Thea didn’t get to answer with words, only with her kisses, her body, her hands, her eager responses, and the way she fell directly asleep on Noah’s chest after the lovemaking. She heard him get up in the middle of the night, thinking he was off to heed nature’s call, but when he came back to bed, he pushed his hand under Thea’s pillow, then wrapped her in his embrace.

Thea went exploring under the pillow, felt her little dagger there, and knew she’d fallen absolutely and irrevocably in love with her husband.

* * *

“Corbett, you do not look at all well,” Marliss observed, whisking her serviette onto her lap.

Corbett Hallowell crossed the breakfast parlor to the sideboard and gestured at the serving maid to pour him a cup of a coffee. His bad luck, to have a sister who rose early, though at least his parents remained abed.

“Use that tone on your husband and see how well he tolerates it,” Corbett said, though Marliss wasn’t married yet, and perhaps never would be.

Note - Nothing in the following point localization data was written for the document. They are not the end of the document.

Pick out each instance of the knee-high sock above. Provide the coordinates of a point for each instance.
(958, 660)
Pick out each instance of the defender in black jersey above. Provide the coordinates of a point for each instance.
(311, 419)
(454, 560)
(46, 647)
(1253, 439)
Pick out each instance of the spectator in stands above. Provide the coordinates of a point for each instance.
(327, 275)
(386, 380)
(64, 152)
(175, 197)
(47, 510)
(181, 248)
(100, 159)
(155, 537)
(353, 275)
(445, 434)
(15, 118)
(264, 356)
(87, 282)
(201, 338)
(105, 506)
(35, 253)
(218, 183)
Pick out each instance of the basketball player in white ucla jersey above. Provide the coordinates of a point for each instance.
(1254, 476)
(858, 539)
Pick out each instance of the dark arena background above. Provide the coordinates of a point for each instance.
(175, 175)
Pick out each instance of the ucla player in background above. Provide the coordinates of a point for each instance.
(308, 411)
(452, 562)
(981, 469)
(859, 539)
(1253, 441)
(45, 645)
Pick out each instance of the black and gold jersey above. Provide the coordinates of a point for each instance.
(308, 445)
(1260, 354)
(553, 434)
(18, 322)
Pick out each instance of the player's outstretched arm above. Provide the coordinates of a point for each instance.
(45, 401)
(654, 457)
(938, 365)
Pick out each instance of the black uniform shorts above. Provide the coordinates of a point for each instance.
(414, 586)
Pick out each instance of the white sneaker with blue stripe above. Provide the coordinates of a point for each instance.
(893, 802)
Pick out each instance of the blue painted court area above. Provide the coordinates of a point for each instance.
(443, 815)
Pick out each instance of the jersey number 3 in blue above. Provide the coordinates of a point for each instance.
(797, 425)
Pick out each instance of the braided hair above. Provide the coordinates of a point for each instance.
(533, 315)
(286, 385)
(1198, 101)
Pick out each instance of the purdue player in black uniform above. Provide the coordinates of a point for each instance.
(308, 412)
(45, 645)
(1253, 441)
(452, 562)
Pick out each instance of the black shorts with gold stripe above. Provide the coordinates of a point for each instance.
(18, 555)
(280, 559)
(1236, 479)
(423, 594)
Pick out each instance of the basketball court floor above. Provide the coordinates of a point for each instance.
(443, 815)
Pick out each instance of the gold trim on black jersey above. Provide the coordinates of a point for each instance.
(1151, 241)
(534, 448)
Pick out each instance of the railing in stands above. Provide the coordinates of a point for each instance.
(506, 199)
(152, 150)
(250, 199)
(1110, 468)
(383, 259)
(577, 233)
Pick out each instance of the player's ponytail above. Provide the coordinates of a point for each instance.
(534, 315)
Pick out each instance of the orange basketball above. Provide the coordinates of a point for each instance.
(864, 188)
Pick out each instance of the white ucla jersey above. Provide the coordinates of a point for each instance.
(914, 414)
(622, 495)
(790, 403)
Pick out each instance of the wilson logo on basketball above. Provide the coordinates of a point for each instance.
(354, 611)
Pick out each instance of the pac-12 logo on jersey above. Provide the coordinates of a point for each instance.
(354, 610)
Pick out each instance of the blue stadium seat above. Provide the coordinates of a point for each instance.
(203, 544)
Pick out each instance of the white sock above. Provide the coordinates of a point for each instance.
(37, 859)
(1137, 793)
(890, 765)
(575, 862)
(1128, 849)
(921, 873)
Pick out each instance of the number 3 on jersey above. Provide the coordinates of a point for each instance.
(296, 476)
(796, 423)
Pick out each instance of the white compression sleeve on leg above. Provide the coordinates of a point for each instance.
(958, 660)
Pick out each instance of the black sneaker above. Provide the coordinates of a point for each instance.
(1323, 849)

The notion pleased him, for the expense of Marliss’s damned Season was partly to blame for his troubles.

“Use that tone on your wife,” Marliss shot back, “if a wife you can catch, and see what luck you have securing the succession. At least eat something, Corbett.”

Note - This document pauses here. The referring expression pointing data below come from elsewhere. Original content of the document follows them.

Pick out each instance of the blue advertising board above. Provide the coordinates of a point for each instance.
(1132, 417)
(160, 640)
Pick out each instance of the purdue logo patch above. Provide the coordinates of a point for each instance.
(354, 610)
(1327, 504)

For that comment alone, Corbett would see that his sister did not speak her vows with Cowper. The baron was a fastidious sort, and none too bright, after all.

Corbett took a swallow of hot, strong coffee and nearly retched when it hit his empty belly.

“Corbett, do sit down. You’re pale as a corpse, you look as if you haven’t eaten for days, and I’ll lose my own appetite if you loom over me much longer.”

Corbett would lose any breakfast he attempted to ingest, though Marliss was right—he ought to eat something to help with the shakes.

He took a seat at the head of the table. “How was your visit with your friend, the new Duchess of Anselm?” Another swallow of coffee burned its way down his gullet, though it at least helped clear his head.

“Thea is quite happy with her duke,” Marliss said, sipping her tea with the smug contentment of a woman whose schemes have come to fruition. “I believe Anselm is very happy with her as well.”

Anselm wouldn’t be very happy for long; nor would Thea Collins know much more contentment.